# Does anyone here own and carry a full size Walther P88.



## Delta Force (May 8, 2006)

I carry a 1911 everyday.But I purchased a full size Walther P88 so I could have the 15+ rounds in one magazine.I still can't shoot the Walther as good as my 1911's so I am not carrying the P88 on the daily bases yet. But do any of you guys carry a Walther P88 on the daily bases?


----------



## Shipwreck (Jan 26, 2006)

I'd love to have one, and they have collector's value. U probably won't find many people using one as a CCW, but then again, ya never know.

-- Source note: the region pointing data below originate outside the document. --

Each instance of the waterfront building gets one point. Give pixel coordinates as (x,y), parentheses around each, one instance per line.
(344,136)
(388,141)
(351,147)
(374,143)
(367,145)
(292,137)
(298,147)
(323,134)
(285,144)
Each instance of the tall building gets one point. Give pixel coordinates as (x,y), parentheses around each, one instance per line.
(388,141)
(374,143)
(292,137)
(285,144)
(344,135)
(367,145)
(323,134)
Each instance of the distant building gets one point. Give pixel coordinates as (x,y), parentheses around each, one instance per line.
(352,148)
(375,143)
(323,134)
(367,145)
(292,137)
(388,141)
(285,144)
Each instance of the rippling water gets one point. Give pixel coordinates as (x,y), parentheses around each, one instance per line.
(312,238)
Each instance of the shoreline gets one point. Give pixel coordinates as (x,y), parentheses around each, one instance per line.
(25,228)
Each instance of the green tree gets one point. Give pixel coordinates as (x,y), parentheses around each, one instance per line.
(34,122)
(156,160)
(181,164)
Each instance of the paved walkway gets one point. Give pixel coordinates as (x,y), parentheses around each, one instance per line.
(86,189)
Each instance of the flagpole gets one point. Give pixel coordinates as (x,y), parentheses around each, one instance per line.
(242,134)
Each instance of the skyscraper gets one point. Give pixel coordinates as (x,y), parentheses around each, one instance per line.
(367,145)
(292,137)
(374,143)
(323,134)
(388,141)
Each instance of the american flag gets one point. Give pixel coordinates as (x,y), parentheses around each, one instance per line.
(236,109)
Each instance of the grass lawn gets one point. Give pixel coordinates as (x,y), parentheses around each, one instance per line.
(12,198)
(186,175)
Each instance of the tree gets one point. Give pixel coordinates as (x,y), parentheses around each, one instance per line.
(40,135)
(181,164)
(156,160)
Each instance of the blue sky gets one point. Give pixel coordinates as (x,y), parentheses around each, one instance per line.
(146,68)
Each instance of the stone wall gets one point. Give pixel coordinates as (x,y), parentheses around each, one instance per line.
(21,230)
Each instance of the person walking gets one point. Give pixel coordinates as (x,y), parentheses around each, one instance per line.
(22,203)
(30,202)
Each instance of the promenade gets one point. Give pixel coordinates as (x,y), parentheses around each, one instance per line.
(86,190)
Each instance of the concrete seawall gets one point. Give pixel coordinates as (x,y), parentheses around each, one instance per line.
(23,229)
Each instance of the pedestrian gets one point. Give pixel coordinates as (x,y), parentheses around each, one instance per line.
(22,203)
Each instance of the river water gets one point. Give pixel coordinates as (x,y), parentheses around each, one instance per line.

Take care of that gun - it may earn ya a few more $ one day


----------



## denfoote (May 7, 2006)

Like shipwreck said good luck finding many people who have even shot a P88 let alone own one!! I've never even seen one in a gun shop and that's when they were in production!! The closest I come is a Walther P5, which gets shot and carried occasionally!!


----------



## Axiom (May 8, 2006)

I've only seen them on Gunbroker and GunsAmerica - in pictures. Cool gun!


----------



## Richard (May 8, 2006)

Bank at Shootersville.com has mine and he carries it daily. I sold it as I felt it was too expensive to use for a car/carry gun. I still have my Browning BDM and it will give the P88 a run for the money at a fraction of the cost. I paid CDNN $279 for the BDM on a closeout so in my eyes it is a better choice for CCW. Regards, Richard  

PS What do I actually use for car/carry? The answer is a Bersa Thunder 45. Why? The Bersa works for me.


----------